The race was held on the Richmond River, in the North Coast district, of New South Wales. Goodsell was known to be fast over the first mile or two and a good race was expected. He was trying to break the Champion by a fast pace but evidently tried too hard as he capsized after just a quarter of a mile. Although he got back into the boat and continued, the race was effectively over and the Champion just paddled home to win.

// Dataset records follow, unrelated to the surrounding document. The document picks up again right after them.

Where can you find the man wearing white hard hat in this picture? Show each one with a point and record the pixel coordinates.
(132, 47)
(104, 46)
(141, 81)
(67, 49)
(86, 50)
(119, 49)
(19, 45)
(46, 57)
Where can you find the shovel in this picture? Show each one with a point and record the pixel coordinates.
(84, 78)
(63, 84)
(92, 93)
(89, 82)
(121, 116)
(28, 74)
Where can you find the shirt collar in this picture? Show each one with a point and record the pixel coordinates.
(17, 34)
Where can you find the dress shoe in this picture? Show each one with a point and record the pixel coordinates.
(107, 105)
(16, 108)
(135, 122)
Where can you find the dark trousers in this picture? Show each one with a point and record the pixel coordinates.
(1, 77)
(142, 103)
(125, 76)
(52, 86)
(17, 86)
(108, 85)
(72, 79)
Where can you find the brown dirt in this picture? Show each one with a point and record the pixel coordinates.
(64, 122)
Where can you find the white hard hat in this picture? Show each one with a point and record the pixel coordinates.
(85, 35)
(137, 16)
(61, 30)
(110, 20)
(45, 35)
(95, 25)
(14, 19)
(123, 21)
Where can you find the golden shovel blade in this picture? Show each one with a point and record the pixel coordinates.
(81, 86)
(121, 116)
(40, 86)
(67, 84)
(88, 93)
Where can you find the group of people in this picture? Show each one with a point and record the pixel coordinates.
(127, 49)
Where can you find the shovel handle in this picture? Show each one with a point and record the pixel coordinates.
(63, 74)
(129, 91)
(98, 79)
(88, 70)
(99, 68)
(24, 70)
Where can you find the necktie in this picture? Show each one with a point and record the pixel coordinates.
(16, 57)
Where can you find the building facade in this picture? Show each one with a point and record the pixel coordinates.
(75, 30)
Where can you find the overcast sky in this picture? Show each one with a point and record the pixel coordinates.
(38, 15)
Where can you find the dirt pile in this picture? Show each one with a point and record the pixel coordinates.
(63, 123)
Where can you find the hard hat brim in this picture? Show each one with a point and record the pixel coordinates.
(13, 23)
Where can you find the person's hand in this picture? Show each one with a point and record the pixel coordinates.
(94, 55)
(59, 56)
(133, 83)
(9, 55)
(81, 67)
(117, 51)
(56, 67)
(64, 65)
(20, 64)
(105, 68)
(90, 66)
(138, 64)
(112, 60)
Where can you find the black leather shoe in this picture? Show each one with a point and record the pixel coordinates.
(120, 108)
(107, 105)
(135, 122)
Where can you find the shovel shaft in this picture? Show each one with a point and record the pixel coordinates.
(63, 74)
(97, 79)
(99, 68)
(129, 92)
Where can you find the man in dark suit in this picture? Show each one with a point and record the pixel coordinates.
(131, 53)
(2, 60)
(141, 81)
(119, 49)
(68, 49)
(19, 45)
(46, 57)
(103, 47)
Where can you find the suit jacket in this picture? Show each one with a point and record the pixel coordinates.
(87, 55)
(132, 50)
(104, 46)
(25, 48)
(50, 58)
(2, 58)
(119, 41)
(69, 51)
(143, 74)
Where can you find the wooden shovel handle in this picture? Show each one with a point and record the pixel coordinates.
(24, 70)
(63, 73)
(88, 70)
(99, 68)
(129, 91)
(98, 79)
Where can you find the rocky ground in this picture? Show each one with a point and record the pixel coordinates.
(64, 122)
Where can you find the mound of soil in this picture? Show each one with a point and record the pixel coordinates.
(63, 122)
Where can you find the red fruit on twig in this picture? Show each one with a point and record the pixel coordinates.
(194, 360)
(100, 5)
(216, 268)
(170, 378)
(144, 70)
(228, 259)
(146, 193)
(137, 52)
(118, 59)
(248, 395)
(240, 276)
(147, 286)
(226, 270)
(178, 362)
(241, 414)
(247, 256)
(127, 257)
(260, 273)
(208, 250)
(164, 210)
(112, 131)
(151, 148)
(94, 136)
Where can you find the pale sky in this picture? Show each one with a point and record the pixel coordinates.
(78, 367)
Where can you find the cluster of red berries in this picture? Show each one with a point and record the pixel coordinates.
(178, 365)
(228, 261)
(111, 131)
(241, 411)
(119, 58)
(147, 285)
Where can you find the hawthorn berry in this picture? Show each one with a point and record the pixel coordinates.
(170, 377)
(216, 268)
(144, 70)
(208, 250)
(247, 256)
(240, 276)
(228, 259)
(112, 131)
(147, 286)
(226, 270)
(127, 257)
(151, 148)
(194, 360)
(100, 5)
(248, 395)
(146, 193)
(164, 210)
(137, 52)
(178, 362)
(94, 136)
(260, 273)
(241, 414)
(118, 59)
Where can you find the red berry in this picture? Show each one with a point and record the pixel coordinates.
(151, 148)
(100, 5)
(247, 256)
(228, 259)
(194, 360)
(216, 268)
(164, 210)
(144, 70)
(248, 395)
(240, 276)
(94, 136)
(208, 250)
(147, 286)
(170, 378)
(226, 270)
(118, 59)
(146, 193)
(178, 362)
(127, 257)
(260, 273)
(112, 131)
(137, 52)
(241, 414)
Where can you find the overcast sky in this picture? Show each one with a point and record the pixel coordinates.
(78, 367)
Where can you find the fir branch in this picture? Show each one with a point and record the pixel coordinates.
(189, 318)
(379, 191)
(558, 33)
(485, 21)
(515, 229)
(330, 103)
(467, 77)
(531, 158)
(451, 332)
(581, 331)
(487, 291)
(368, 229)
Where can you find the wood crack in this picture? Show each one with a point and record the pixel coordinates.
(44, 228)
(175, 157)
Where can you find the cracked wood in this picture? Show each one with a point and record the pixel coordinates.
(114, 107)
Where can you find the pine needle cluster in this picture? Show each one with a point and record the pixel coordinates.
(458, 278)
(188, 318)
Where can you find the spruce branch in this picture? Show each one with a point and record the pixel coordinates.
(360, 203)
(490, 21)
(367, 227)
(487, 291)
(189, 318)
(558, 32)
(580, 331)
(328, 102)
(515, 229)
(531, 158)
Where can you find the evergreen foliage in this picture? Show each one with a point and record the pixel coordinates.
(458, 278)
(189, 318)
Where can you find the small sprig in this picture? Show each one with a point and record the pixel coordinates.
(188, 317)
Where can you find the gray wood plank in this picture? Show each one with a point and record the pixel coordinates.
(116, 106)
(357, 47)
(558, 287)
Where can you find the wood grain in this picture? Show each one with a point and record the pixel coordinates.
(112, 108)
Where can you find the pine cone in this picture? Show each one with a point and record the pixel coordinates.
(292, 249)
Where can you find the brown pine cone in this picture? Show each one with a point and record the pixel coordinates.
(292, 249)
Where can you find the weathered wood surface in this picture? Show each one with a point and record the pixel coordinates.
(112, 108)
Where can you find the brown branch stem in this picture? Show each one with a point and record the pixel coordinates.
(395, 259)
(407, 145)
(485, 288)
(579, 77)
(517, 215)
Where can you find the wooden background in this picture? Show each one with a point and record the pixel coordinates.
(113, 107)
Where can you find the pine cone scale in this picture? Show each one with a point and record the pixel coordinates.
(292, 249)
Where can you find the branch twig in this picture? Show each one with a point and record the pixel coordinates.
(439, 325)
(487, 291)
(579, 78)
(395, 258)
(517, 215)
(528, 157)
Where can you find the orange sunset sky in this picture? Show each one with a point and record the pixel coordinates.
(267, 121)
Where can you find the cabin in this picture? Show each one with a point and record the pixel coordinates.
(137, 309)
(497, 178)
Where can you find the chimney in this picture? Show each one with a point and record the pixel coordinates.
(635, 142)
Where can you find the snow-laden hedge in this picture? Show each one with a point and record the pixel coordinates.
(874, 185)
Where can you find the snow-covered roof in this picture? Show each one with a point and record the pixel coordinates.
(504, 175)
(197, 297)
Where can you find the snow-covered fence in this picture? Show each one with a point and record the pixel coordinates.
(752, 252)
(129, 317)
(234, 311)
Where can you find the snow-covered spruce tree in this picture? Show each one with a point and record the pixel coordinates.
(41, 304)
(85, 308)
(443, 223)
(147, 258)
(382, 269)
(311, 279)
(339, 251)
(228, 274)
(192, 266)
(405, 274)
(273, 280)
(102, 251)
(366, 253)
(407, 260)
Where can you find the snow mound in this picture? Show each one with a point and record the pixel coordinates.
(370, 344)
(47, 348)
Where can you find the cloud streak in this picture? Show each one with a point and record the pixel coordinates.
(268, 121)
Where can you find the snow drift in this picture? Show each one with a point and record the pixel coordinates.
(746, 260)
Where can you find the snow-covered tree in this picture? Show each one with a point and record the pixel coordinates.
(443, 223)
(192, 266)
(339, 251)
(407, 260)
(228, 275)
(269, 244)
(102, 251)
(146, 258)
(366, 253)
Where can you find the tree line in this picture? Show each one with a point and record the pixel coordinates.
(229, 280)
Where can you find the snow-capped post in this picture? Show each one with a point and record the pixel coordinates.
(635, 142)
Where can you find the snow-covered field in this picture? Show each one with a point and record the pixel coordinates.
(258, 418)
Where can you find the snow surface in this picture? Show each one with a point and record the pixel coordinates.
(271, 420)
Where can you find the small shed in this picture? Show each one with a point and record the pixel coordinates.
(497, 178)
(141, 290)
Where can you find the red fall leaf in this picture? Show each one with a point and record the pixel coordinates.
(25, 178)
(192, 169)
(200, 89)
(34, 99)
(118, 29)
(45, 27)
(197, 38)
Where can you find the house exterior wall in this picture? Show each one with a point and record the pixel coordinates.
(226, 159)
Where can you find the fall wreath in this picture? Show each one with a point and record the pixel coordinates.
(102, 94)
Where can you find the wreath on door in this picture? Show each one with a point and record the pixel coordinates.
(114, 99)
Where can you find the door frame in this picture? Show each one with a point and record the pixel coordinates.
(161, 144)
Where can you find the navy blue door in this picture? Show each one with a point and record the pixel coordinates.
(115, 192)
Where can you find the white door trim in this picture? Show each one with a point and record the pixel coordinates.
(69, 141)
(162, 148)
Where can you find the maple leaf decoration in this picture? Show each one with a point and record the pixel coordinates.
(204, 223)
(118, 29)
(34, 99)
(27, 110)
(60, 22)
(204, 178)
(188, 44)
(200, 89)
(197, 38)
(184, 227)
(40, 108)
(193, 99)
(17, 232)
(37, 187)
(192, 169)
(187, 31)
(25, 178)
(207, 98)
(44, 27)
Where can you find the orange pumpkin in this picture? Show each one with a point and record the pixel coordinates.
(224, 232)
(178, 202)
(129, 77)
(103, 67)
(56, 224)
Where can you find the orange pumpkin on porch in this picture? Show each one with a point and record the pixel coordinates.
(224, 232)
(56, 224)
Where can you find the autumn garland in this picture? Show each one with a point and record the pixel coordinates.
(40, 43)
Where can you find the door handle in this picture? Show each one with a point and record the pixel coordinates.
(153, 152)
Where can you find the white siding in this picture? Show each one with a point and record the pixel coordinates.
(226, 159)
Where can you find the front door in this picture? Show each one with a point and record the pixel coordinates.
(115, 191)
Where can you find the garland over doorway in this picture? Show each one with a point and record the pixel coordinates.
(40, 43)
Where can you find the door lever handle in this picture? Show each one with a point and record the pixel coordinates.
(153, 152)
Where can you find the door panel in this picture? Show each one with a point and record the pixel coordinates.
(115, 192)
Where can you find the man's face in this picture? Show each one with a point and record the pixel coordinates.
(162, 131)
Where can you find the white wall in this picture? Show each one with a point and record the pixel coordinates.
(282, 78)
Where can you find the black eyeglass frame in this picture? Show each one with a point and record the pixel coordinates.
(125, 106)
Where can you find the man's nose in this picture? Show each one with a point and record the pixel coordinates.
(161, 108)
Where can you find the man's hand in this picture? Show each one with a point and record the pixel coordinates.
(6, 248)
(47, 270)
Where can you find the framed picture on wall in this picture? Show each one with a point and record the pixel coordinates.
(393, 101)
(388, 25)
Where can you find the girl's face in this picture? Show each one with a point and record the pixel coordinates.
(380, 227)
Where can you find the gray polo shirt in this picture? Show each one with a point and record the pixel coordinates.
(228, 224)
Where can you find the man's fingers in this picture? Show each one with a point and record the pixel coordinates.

==Winning the championship==
Jim Paddon was next challenged by another Australian, William (Bill) McDevitt, but Paddon had retired and declined to race, so McDevitt became the Holder by forfeiture. Goodsell challenged McDevitt and the race was run on the Clarance River near Ullmarra on 21 March 1925. The stake was £250 a side. Goodsell won easily by fifteen lengths although the time was a slow 22m.20s.

==First defence==
Very shortly afterward, Goodsell was challenged by a New Zealand sculler named Pat Hannan. The race was run on 27 June 1925 on the Parramatta River, Sydney. Goodsell led all the way and easily beat the challenger. He was never fully extended and won by about three lengths. The time was 21m.31s. A crowd estimated at a quarter of a million was quoted to have seen the race.

==Second defence==
Jim Paddon came out of retirement and challenged Goodsell for the Title. The match was agreed to be run on the Parramatta on 7 November 1925. Paddon at age thirty-nine was nearing the end of his career and failed to make any sort of "come-back" and the Champion won easily in a time of 22m.50s.

==Third defence==
The next challenger was Tom Saul, also of Australia. The race was again on the Parramatta this time on 3 May 1926 and the stake was £500 a side. The day was fine but the wind made the water choppy. Bill Beach was the umpire. Goodsell won the toss and took the favoured southern side of the course which was about three and a quarter miles long. After the start Saul soon took the lead by a length. Passing Mortlake he tired and Goodsell went to the front and established a two length lead which by the finish was increased to seven lengths. The Champion had won easily in a time of 23m.11s.

==Fourth defence==
The next match was unusual in that it took place in Canada. Normally races were held in the Champion's home country. The challenger was Englishman H.A. (Bert) Barry who was the nephew of Ernest Barry, a Sculling World Champion before World War I. Goodsell travelled to North America and the match was held on Burrand Inlet in Vancouver on 5 September 1927. Goodsell was in fine form and had no trouble in retaining his Title.

==Fifth defence==
A return match between Barry and Goodsell was arranged to be run on 6 December 1927 and this race was also held on Burrand Inlet. This time the tables were turned and Barry crossed the finish line in front.

==A last attempt==
Bert Barry was a champion for several years but had no challenges in that time. In May 1930 he lost his title in his first defence which was against Ted Phelps, another Englishman. Barry also lost the return match in October of that year. Both these races were on the Thames, London. In the meantime Major Goodsell had emigrated to the United States and remarried. He took out US citizenship, started a new family, and apparently never returned to Australia. Because of the economic depression of the 1930s Phelps was having trouble attracting challenges. Goodsell managed to source sufficient backing for a purse large enough to entice Phelps to cross the Atlantic for a race. The match was arranged to be run on 5 September 1932, at Long Beach, California. This was only the third time a World Title race had occurred in America. The course was the one used for the 1932 Olympic Games which had just concluded. Phelps retained his Championship this time but lost it a year later.

==Conclusion==
Goodsell had raced in eight World Title races and won five of them. Only three other men (Ned Hanlan, Richard Arnst, and Evens Paddon) had as many (or more) races in the event, although Bill Beach had more wins for fewer races. After he finished racing Major owned three fishing boats in Ensenada, Baja California.
Major also known for roles in movies like The Sweetheart of Sigma Chi in America in (1933).